Just under two years later, we were expecting our second critter.  And decided that 6 months at home might be the right amount of time this round.  When The Boy appeared, we were more confident in our decision.  This was the right balance for us. 

During the last month at home, I’d made an Excel spreadsheet, listing the typical weekly grocery purchases, in the order i walked the store.  My game?  Guessing in advance what the final tally would be at the checkout.  I had managed to come within $2.50 of guessing the exact cost of items in the cart one week.  I returned to the office – probably just in time.

We were comfortable with all this.  At least until i started chatting with others… 
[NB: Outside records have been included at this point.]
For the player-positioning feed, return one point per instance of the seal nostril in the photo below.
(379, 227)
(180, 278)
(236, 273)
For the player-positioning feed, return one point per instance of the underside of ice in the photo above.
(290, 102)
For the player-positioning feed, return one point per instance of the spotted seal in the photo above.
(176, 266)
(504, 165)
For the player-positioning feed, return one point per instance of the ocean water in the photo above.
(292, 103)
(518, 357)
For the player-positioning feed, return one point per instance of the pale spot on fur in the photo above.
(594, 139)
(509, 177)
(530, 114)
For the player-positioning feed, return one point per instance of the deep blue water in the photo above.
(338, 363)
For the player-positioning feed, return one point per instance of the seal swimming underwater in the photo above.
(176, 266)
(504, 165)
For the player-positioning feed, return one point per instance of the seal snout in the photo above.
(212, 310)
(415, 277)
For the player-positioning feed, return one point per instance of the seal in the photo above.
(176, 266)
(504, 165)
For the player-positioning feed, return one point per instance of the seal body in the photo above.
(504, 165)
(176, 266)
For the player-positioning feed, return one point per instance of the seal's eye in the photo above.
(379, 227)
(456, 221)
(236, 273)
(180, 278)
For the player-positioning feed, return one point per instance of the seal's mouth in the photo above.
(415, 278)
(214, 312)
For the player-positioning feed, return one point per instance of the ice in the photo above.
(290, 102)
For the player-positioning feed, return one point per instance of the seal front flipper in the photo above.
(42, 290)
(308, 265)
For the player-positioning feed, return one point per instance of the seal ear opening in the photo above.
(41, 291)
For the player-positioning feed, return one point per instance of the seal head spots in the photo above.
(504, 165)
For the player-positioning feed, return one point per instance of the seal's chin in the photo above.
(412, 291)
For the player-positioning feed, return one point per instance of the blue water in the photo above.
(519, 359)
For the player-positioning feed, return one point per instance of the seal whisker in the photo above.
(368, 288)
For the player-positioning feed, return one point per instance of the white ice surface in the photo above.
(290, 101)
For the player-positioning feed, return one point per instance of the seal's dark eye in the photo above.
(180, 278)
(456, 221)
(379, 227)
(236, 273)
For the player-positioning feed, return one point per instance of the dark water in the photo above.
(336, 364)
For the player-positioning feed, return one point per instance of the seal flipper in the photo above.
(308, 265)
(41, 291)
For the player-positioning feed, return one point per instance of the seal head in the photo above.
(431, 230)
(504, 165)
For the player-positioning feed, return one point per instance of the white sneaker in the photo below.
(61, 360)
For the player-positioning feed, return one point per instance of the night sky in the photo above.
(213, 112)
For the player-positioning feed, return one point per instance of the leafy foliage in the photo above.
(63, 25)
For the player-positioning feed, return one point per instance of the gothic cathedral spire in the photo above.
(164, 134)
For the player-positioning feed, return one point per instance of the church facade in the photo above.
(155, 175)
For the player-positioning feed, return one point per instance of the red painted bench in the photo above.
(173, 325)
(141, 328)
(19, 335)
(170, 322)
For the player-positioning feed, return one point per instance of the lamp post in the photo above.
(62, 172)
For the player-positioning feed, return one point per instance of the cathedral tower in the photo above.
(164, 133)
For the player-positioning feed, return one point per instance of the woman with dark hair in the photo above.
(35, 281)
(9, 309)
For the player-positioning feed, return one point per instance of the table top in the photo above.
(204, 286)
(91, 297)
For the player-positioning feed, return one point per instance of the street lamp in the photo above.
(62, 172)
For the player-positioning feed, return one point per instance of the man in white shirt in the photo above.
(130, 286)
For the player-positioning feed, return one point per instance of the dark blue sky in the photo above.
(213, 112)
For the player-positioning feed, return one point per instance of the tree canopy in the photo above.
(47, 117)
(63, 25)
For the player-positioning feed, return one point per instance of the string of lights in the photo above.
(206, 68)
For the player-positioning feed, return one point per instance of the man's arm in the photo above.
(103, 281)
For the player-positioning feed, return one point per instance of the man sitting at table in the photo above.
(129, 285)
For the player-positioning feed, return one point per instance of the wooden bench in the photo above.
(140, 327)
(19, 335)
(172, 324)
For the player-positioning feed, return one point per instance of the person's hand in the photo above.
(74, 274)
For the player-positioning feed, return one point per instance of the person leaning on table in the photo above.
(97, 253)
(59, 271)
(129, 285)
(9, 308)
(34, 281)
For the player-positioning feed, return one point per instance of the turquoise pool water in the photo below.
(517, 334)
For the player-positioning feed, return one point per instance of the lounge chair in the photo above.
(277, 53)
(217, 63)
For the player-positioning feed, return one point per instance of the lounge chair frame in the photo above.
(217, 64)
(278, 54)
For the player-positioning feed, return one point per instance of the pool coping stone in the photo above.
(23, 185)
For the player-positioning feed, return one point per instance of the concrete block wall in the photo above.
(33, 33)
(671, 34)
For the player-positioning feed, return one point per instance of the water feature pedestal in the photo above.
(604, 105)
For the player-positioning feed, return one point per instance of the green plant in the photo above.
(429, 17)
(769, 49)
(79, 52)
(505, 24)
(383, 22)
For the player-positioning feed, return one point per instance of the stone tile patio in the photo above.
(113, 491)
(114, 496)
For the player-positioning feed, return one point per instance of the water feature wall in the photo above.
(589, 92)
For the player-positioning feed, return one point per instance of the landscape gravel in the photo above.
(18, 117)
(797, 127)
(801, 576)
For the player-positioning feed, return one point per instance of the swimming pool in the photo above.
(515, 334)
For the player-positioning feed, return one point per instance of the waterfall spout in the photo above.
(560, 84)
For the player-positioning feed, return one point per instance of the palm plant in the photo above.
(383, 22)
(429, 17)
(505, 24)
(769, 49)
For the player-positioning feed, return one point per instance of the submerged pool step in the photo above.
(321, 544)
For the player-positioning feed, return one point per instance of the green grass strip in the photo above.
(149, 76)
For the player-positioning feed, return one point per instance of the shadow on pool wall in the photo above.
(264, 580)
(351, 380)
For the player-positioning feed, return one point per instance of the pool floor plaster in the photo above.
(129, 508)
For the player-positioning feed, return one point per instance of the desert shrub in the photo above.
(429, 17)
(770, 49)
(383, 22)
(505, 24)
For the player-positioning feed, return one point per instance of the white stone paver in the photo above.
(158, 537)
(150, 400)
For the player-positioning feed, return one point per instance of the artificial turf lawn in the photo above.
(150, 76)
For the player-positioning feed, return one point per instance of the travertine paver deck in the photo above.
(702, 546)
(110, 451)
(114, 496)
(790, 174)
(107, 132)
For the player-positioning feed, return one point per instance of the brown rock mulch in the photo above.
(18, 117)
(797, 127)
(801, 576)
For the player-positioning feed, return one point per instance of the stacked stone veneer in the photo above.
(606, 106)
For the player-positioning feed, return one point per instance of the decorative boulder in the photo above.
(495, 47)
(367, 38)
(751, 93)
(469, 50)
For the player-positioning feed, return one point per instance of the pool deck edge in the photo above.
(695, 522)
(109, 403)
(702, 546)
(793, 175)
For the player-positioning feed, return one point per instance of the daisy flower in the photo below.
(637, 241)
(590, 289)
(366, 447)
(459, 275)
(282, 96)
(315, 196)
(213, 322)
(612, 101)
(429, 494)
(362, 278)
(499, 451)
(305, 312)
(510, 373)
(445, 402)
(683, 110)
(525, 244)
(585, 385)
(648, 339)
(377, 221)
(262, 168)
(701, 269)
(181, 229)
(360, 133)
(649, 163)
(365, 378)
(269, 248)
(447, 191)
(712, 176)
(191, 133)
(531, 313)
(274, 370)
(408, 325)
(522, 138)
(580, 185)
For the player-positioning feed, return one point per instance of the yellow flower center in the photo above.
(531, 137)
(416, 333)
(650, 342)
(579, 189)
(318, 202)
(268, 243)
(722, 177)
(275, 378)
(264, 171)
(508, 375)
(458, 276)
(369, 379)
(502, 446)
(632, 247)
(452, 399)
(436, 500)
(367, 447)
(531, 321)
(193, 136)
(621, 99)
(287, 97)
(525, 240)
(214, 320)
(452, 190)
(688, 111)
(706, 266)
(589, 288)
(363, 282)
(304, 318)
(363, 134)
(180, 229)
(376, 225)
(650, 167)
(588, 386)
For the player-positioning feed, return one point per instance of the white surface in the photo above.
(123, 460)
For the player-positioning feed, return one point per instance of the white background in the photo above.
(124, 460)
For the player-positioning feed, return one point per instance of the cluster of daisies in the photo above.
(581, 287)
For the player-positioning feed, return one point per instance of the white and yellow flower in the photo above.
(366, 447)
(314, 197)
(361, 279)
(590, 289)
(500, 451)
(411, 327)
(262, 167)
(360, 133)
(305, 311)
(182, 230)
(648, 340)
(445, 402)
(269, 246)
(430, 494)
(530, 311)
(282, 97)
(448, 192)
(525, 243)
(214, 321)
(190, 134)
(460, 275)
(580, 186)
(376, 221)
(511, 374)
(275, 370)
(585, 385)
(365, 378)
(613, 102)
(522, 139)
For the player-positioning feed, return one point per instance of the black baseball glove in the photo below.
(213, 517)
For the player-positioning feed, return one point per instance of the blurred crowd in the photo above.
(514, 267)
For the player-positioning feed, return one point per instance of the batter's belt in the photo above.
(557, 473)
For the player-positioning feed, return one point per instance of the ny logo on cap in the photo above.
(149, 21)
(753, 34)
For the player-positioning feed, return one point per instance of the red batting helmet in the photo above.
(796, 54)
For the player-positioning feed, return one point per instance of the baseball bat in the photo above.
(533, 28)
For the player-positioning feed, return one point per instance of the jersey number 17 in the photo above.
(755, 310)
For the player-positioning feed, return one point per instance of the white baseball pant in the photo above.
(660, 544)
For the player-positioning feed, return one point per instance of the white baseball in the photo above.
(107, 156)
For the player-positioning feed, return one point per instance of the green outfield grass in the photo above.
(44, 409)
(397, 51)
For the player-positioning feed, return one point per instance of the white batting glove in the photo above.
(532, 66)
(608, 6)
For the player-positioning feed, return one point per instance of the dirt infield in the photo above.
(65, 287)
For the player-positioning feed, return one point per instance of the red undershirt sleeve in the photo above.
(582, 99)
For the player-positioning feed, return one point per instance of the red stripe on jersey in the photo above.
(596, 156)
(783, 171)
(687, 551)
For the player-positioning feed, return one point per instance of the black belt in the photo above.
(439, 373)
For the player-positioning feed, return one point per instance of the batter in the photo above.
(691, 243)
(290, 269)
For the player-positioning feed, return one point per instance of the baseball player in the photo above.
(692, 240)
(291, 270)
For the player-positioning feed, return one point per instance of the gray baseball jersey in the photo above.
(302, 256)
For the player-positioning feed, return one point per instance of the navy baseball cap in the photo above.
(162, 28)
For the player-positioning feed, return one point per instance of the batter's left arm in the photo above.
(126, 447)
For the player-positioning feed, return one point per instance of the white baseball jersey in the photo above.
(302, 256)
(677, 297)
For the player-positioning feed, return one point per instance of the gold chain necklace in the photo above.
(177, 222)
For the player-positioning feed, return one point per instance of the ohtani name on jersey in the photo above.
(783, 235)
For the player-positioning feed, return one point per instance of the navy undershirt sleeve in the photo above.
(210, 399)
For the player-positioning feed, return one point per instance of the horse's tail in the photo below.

My sister-in-law (husbands sister) was a Chicago attorney.  Somehow, we’d managed ‘synchronized’ breeding – her daughter was born 3 months after The Girl, and her son was born the day before The Boy.  When i told her i was taking 6 months off, she said “what do you do?  how can you be gone from your job for that long?  who has to cover for you while you’re out?”

Ouch.

While talking with an amazing neighbor, who had given up her career as an accountant to raise 5 lovely children, i got another point of view.  Explaining that i’d be returning to work in a few weeks, she said “oh, it’s a shame you have to go back to work”.

Double Ouch.

I had never felt like a failure as a mother and never felt like a failure as an employee, yet in two simple exchanges, i got smacked with both.

At the time, i was deeply vexed by all this.  In hindsight, i can see that the net result was two independent, smart, well-socialized and adaptable human beings.  i get deeply irritated with ‘the mommy wars’.  We simply need to support each other.  Every family finds the balance that is necessary (due to economics) or is right, and throwing rocks back and forth isn’t particularly helpful.

There are extremes – the parents who are so busy pursuing careers and social lives that they leave the kids with any available stranger.  The women who martyr themselves in the name of motherhood, giving up their personalities in the process.  But for the most part, we all find our own groove, and resilient children grow and thrive.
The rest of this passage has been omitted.